The final design plan was to use water gilded 23kt gold leaf, burnished over a custom-mixed dark red bole consisting of 50/50 German Red and Black clay. The leaf would be rubbed to expose the dark red bole and then toned with an umber-tinted Ruby shellac.

As for challenges, there are always difficulties with a large scale project that need to be confronted and resolved. In this case one of the larger issues was that the mouldings to be fitted into the wall panelings measured only a quarter inch wide and were joined at the mitres like picture frames so the mitre cuts wouldn't show. Unfortunately, once hydrated, the frames bowed in the middle causing some of the corners to pop open - I would sometimes actually hear them snap from across the room! - so the handling of these delicate mouldings proved very difficult, especially during burnishing. As the wall panelings were already meticulously painted the gilding needed to be done separately and the mouldings inserted. 

Finished Moulding 
Applying weights on the corners of the frames after any hydrating helped stabilize them and after many hours all the various sized frames were finally gilded, toned, and installed successfully.

One of the aesthetic challenges was that some of the gilding was accomplished in the studio, some onsite in the manufacturers's workspace - the size of a small airplane hangar - and also onsite on the yacht itself in a separate hangar amongst the wiring, cables, woodworking, and painting of the yacht builders. The goal was to maintain a consistent antique color tone on all 900 feet of moulding, executed under three separate lighting conditions while also envisioning how the appearance may change once the ship was launched where the lighting would change once again under natural conditions. The only true approach to this is to maintain awareness, make sure the toning recipe and application is consistent, and to not go too dark on the tone - it's always easier to make something a bit darker later than lighter.

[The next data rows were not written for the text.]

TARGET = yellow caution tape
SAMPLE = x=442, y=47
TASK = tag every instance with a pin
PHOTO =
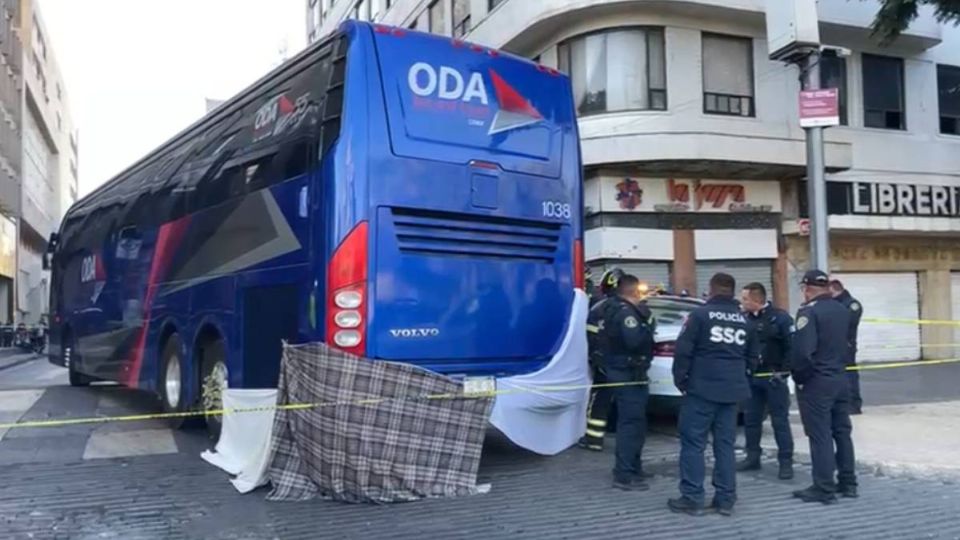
x=876, y=320
x=377, y=401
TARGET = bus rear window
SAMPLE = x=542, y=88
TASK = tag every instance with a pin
x=459, y=102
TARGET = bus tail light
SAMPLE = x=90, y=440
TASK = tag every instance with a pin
x=347, y=293
x=579, y=272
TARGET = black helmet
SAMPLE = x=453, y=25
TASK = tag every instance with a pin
x=610, y=280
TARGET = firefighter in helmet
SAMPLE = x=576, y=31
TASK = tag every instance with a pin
x=600, y=398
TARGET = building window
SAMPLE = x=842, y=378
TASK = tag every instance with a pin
x=436, y=24
x=883, y=104
x=833, y=74
x=948, y=86
x=727, y=75
x=362, y=11
x=616, y=70
x=461, y=18
x=378, y=9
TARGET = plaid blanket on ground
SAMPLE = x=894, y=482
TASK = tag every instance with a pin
x=396, y=450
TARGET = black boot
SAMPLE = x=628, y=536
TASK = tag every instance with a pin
x=751, y=463
x=815, y=494
x=725, y=510
x=684, y=505
x=786, y=470
x=591, y=443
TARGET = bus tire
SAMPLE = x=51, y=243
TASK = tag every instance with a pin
x=213, y=383
x=173, y=383
x=70, y=359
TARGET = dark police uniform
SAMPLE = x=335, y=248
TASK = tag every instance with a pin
x=600, y=398
x=714, y=351
x=819, y=354
x=853, y=376
x=773, y=327
x=628, y=351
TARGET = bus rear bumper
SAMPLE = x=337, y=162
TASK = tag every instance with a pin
x=545, y=411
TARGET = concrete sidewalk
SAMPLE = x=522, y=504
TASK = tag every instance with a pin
x=918, y=440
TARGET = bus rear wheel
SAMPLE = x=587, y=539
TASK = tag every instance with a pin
x=173, y=383
x=214, y=384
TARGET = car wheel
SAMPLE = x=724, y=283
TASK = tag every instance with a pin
x=173, y=383
x=70, y=359
x=214, y=384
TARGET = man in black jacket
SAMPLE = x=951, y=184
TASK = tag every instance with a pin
x=714, y=352
x=627, y=353
x=768, y=386
x=818, y=362
x=843, y=296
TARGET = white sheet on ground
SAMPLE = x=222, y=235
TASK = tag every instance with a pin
x=538, y=418
x=244, y=446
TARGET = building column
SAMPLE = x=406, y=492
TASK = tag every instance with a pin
x=684, y=262
x=936, y=304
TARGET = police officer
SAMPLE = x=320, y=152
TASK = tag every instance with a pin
x=773, y=327
x=600, y=398
x=856, y=312
x=819, y=358
x=627, y=352
x=714, y=353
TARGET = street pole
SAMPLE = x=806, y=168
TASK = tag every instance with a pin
x=816, y=183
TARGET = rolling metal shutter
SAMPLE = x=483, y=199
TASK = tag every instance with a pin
x=743, y=271
x=886, y=296
x=652, y=273
x=955, y=301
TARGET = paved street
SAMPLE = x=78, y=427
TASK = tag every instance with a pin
x=142, y=480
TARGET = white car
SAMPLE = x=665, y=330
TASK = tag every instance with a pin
x=670, y=312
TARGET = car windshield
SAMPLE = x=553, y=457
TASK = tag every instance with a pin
x=668, y=311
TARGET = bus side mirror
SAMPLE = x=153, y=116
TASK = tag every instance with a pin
x=53, y=243
x=51, y=249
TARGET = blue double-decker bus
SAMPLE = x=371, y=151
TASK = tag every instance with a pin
x=398, y=195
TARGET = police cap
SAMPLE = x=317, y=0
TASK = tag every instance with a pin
x=816, y=278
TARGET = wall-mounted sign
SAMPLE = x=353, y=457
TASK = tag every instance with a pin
x=887, y=199
x=626, y=194
x=819, y=108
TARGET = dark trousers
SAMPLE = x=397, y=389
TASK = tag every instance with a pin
x=774, y=396
x=600, y=400
x=631, y=422
x=698, y=418
x=824, y=409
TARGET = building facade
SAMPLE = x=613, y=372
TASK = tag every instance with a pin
x=49, y=161
x=695, y=161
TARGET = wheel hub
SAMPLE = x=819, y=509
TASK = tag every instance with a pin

In the end, the look of the water gilded gold leaf set against the deep, dark black elegance of the varnished walls and cabinetry was quite stunning. Several studio assistants were on hand to contribute their skills throughout this year long project: Madeline, Heather, Alyssa, and with a special thank you to Swedish Gilder and Restorer Malin Isaksson who flew many miles to be involved and lend her assistance. (To view some of Malin's work visit the website at the Stockholm Furniture Fair.)